Meeting the locals of Ethiopia's Simien Mountains

Posted on 4 March 2009

Today was my first day’s trekking in the Simien Mountains and I’ve already met a few of the locals. First were the Gelada Baboons – highly decorative and most entertaining individuals.

The males look like miniature lions decked out for a bachelor party with fake breasts, while the females seem to spend most of their time grooming the males in return for sex. Seriously.

The males dutifully copulate several times an hour in order to stop the females nagging (which they do in high-pitched voices that sound like children who want mummy to buy them a sweet). Funnily enough, the males get highly annoyed and very vocal if they spot other, intruding males. (You’d think they’d be grateful for a bit of help.)

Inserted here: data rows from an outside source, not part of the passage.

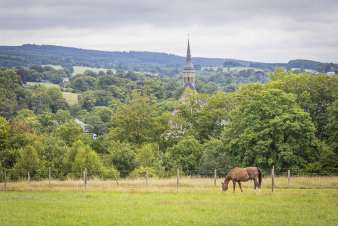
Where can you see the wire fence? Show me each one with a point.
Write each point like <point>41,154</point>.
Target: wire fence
<point>178,180</point>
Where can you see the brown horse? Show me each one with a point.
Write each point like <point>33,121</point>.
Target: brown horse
<point>243,174</point>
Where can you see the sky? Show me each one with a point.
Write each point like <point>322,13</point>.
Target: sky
<point>259,30</point>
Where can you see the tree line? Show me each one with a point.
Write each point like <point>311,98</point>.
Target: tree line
<point>289,122</point>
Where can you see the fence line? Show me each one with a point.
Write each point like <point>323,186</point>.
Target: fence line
<point>285,179</point>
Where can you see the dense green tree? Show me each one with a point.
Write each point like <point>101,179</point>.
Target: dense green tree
<point>332,126</point>
<point>135,120</point>
<point>69,132</point>
<point>271,129</point>
<point>86,158</point>
<point>214,156</point>
<point>122,157</point>
<point>28,161</point>
<point>9,86</point>
<point>314,94</point>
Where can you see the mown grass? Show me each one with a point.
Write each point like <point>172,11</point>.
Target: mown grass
<point>186,184</point>
<point>81,69</point>
<point>283,207</point>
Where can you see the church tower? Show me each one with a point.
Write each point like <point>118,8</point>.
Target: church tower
<point>188,71</point>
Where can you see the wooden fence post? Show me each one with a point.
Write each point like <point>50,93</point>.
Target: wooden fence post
<point>273,178</point>
<point>177,178</point>
<point>28,177</point>
<point>215,176</point>
<point>146,177</point>
<point>5,184</point>
<point>49,175</point>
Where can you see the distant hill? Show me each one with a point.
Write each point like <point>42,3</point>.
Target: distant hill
<point>28,55</point>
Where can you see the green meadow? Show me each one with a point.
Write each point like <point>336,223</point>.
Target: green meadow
<point>283,207</point>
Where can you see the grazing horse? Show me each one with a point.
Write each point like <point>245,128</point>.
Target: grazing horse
<point>243,174</point>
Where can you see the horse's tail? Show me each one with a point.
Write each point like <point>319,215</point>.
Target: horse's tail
<point>259,177</point>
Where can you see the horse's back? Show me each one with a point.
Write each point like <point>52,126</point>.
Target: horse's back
<point>252,172</point>
<point>238,173</point>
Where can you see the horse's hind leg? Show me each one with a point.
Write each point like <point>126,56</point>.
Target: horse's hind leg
<point>240,186</point>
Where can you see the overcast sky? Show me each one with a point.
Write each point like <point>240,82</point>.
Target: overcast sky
<point>261,30</point>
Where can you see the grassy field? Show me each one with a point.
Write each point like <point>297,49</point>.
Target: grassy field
<point>283,207</point>
<point>46,84</point>
<point>71,98</point>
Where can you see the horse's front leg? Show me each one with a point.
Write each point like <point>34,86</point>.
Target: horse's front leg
<point>240,186</point>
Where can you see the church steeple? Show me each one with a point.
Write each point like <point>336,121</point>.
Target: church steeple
<point>188,71</point>
<point>188,58</point>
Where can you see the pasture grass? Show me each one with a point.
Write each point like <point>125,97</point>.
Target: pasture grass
<point>71,98</point>
<point>45,84</point>
<point>210,207</point>
<point>186,184</point>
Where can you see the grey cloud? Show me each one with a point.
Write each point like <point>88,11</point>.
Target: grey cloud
<point>35,14</point>
<point>266,30</point>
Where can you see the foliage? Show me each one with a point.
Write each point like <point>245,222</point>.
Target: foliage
<point>271,129</point>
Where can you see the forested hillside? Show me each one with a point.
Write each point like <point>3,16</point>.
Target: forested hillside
<point>289,122</point>
<point>162,63</point>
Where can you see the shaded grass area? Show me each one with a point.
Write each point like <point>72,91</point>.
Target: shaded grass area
<point>283,207</point>
<point>186,184</point>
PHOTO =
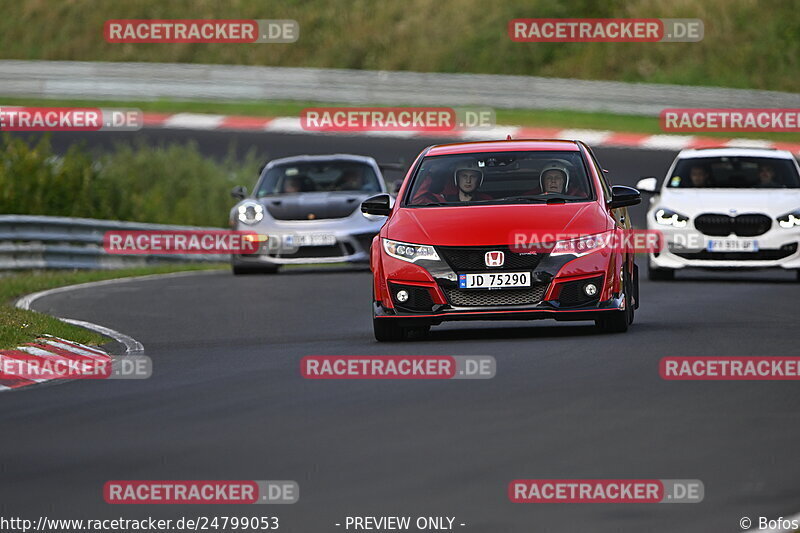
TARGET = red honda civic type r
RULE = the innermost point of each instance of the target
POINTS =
(502, 230)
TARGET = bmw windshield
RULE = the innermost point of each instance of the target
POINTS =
(734, 173)
(500, 178)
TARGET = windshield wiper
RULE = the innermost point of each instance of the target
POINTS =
(432, 204)
(522, 199)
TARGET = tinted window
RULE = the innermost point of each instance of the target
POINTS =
(734, 173)
(319, 177)
(501, 177)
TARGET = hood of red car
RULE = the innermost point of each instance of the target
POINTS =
(491, 225)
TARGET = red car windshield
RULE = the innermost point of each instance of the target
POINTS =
(500, 178)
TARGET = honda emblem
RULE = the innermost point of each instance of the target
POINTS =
(495, 258)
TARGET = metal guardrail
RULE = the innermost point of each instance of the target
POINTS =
(181, 81)
(45, 242)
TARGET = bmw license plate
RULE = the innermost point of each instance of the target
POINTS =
(494, 280)
(732, 245)
(309, 239)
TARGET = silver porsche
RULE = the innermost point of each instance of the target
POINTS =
(306, 209)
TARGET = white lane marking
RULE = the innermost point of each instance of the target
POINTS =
(193, 121)
(132, 346)
(93, 354)
(6, 369)
(286, 125)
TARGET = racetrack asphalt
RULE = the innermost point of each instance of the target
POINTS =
(227, 401)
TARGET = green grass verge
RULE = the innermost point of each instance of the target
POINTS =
(747, 43)
(514, 117)
(137, 182)
(19, 326)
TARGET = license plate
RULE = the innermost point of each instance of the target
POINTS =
(309, 239)
(732, 245)
(494, 280)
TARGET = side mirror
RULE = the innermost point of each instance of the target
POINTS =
(239, 192)
(647, 184)
(380, 205)
(622, 196)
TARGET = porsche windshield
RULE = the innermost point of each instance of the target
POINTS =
(734, 173)
(325, 176)
(500, 178)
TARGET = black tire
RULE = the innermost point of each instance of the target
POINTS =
(660, 274)
(618, 321)
(245, 270)
(387, 330)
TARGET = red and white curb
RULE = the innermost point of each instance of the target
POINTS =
(45, 350)
(292, 125)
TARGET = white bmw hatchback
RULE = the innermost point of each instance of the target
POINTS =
(726, 208)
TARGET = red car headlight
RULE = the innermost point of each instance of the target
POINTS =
(409, 252)
(582, 245)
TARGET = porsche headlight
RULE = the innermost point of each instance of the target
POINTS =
(409, 252)
(666, 217)
(251, 213)
(790, 220)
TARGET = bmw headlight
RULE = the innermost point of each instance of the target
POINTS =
(409, 252)
(666, 217)
(251, 213)
(790, 220)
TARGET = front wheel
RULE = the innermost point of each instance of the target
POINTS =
(660, 274)
(388, 330)
(618, 321)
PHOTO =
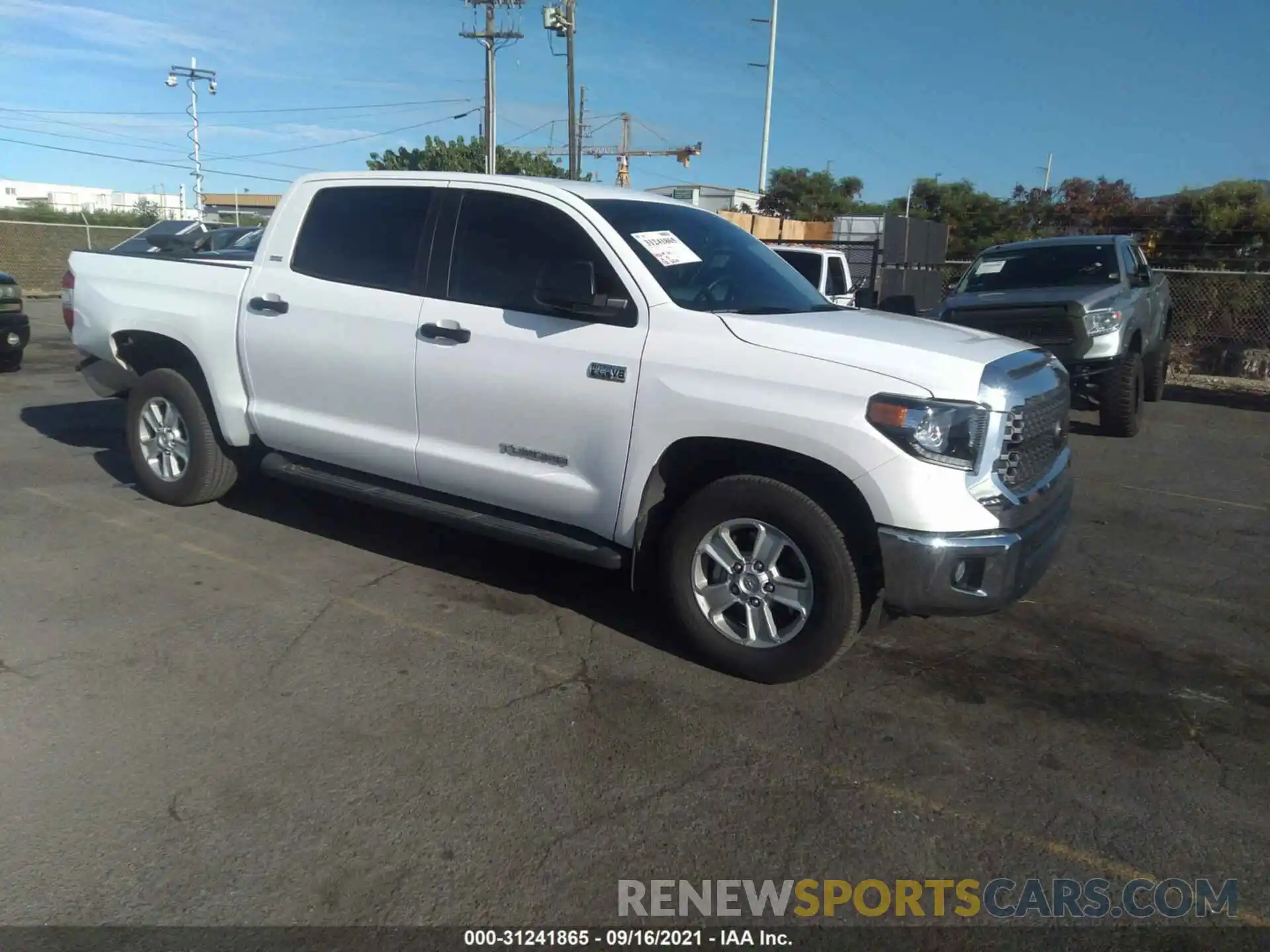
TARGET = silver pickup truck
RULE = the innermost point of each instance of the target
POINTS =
(1093, 301)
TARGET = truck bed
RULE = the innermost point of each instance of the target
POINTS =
(194, 302)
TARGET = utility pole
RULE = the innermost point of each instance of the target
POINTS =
(767, 103)
(562, 20)
(192, 75)
(493, 40)
(582, 125)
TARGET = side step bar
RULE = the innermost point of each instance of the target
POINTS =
(448, 510)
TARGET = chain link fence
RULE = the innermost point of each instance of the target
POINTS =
(1221, 319)
(36, 253)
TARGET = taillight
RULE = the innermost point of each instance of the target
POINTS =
(69, 300)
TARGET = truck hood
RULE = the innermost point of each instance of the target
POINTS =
(945, 360)
(1089, 298)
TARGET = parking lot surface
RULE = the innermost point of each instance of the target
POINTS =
(291, 709)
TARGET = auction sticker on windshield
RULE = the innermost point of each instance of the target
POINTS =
(666, 248)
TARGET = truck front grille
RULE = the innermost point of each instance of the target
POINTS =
(1034, 436)
(1043, 327)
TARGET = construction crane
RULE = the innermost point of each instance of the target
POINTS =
(624, 153)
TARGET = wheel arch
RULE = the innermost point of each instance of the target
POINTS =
(144, 350)
(694, 462)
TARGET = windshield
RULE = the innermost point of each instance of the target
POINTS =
(1043, 267)
(251, 240)
(705, 263)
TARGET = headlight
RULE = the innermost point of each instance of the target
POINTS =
(1103, 321)
(939, 432)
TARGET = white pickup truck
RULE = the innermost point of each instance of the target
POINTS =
(825, 268)
(605, 375)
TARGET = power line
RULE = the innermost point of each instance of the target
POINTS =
(526, 135)
(353, 139)
(646, 126)
(142, 161)
(240, 112)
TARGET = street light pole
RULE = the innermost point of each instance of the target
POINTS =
(192, 75)
(767, 102)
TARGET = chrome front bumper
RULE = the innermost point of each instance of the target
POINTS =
(973, 573)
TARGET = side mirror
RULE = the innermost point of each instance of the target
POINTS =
(571, 286)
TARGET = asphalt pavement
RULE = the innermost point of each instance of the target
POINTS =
(288, 709)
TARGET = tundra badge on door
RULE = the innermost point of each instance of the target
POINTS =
(607, 371)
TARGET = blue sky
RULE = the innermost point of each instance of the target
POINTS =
(1164, 93)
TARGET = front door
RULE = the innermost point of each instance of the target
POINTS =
(837, 285)
(328, 335)
(521, 405)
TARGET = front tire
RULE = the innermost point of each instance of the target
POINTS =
(1123, 391)
(761, 580)
(175, 447)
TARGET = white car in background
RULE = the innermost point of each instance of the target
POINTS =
(825, 268)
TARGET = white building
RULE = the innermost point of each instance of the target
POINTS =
(713, 198)
(75, 198)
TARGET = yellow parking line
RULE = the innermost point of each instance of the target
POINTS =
(1201, 499)
(1074, 855)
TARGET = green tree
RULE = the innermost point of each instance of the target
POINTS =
(810, 196)
(464, 155)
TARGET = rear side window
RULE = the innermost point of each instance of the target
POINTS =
(503, 243)
(371, 237)
(837, 282)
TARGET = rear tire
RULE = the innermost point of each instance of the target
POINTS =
(826, 626)
(1123, 390)
(207, 471)
(1158, 374)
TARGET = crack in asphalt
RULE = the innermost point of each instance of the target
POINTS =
(596, 822)
(331, 603)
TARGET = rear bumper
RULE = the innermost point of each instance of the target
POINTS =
(106, 379)
(997, 568)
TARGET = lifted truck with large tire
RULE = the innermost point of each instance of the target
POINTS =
(601, 374)
(1093, 301)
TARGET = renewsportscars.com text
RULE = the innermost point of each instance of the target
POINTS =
(1000, 898)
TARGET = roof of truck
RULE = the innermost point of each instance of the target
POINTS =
(1061, 240)
(587, 190)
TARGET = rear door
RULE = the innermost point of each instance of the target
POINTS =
(328, 331)
(520, 405)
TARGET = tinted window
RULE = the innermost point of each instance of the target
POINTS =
(837, 284)
(733, 272)
(806, 263)
(370, 237)
(502, 245)
(1043, 267)
(1130, 260)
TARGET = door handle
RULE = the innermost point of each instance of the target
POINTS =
(263, 303)
(460, 335)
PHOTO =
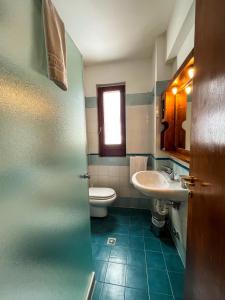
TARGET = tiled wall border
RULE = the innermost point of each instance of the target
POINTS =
(95, 159)
(131, 100)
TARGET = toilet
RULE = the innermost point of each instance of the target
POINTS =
(100, 198)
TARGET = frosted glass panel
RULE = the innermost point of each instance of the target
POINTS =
(45, 249)
(112, 118)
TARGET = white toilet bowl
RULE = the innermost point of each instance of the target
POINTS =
(100, 198)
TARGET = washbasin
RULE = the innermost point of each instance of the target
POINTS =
(158, 185)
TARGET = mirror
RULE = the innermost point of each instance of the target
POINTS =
(183, 103)
(176, 104)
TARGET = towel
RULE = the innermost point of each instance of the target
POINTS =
(137, 163)
(55, 44)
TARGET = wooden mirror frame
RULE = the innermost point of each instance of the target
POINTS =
(173, 135)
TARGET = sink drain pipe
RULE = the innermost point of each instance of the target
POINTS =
(159, 213)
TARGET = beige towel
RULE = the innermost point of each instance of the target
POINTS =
(55, 44)
(137, 163)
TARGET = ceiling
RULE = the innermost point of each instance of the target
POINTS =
(114, 30)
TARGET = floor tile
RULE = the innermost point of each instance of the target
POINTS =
(118, 255)
(148, 232)
(136, 230)
(138, 219)
(174, 263)
(121, 269)
(115, 274)
(119, 219)
(168, 246)
(177, 282)
(159, 282)
(160, 297)
(121, 239)
(118, 228)
(135, 294)
(100, 252)
(112, 292)
(136, 277)
(136, 257)
(99, 238)
(100, 270)
(152, 244)
(155, 260)
(136, 242)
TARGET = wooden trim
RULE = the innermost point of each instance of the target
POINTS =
(111, 150)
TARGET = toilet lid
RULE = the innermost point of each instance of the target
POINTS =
(103, 193)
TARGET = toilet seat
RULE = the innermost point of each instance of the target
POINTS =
(101, 193)
(100, 198)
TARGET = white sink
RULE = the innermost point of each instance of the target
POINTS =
(156, 184)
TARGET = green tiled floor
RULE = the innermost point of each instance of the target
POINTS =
(140, 266)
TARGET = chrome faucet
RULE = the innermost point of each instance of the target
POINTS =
(172, 174)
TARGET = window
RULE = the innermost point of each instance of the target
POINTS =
(111, 120)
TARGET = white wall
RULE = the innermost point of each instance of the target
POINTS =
(139, 125)
(186, 47)
(137, 75)
(180, 25)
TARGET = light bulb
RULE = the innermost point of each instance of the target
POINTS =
(191, 72)
(174, 90)
(188, 89)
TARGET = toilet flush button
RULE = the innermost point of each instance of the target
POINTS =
(111, 241)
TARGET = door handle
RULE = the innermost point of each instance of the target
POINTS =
(85, 176)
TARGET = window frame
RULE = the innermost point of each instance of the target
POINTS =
(111, 150)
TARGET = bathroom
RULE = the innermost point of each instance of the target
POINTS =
(112, 150)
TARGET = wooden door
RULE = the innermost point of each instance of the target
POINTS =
(205, 276)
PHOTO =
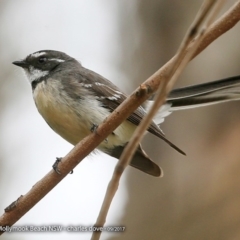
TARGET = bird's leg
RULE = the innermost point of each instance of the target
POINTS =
(55, 166)
(94, 129)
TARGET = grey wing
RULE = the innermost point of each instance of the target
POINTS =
(111, 97)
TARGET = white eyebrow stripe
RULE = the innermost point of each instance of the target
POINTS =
(38, 54)
(35, 74)
(56, 59)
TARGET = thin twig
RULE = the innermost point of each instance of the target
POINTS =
(83, 148)
(170, 77)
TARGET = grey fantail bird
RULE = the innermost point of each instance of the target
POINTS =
(73, 99)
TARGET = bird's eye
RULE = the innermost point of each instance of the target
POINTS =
(42, 60)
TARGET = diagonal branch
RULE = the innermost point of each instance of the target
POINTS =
(83, 148)
(181, 60)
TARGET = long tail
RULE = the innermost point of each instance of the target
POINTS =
(205, 94)
(199, 95)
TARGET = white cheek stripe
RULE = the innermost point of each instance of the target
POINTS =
(38, 54)
(34, 74)
(56, 59)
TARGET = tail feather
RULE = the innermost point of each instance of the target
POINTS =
(140, 161)
(205, 94)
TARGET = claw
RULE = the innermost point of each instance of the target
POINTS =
(94, 128)
(55, 165)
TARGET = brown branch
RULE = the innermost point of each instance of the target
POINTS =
(181, 60)
(83, 148)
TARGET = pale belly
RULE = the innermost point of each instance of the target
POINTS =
(73, 123)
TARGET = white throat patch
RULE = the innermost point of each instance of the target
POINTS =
(34, 74)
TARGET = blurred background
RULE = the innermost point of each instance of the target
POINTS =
(125, 41)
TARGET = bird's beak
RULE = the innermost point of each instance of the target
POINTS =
(22, 63)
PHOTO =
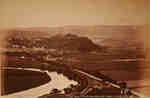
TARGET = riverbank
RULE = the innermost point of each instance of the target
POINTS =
(16, 80)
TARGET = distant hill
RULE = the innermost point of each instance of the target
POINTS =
(116, 36)
(72, 42)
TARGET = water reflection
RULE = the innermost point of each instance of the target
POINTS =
(58, 81)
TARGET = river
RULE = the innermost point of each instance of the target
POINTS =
(58, 81)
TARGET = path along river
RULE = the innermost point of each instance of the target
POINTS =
(58, 81)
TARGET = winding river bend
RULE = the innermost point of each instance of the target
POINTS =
(58, 81)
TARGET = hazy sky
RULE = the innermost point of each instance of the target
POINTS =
(35, 13)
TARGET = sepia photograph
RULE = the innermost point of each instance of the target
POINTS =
(74, 49)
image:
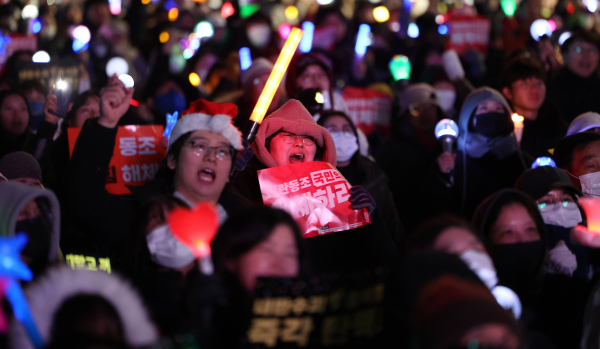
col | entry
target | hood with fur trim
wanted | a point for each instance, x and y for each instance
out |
(46, 296)
(294, 118)
(12, 200)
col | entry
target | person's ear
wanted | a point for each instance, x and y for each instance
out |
(507, 93)
(171, 162)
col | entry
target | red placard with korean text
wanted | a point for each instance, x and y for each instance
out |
(469, 32)
(369, 109)
(315, 194)
(136, 157)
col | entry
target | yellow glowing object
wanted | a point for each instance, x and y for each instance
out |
(381, 14)
(283, 61)
(173, 14)
(194, 79)
(291, 12)
(163, 37)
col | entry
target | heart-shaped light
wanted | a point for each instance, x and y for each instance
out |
(195, 228)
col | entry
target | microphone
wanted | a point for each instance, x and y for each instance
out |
(446, 131)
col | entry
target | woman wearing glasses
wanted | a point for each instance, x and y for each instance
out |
(290, 136)
(360, 170)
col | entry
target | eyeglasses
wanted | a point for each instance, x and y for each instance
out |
(592, 51)
(346, 131)
(291, 139)
(551, 205)
(221, 153)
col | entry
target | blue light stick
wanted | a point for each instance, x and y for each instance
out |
(12, 268)
(306, 42)
(362, 40)
(171, 121)
(245, 58)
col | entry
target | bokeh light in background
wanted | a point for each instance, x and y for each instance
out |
(284, 30)
(117, 65)
(29, 11)
(163, 37)
(227, 10)
(40, 57)
(173, 14)
(413, 31)
(194, 79)
(381, 14)
(291, 12)
(539, 28)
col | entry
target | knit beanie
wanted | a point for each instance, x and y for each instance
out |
(20, 165)
(209, 116)
(292, 117)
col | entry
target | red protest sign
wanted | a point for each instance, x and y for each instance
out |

It’s an interesting society and you are able to observe it from flea-jump distance. Tourists can approach within one metre of individual baboons, who completely ignore you if you sit still enough. Whether they’ll sit still enough for you to photograph them is a different matter.

Another interesting character I met at lunch today, while munching a roll on the edge of a cliff, was a bird I immediately dubbed ‘The Snork’. Apparently its real name is the Thick-billed Raven, and it’s one of Ethiopia’s many endemics, very common in the Simiens. But I think my name is better. Inspired by its quite astonishing call, I composed a poem in its honour. If you are foolish enough to read on, I shall inflict it on you.

The song of the Simien Mountain Snork
Is part of an oink crossed with some of a squawk.
It could be a lion with ‘flu trying to roar
But it also resembles an old man’s snore.
If the Simien Mountain Snork could talk
He’d ask for your lunch of stale roll and pork,
But all he can do is oink/squawk/roar/snore
Then hop off a cliff, spread his wings, and soar.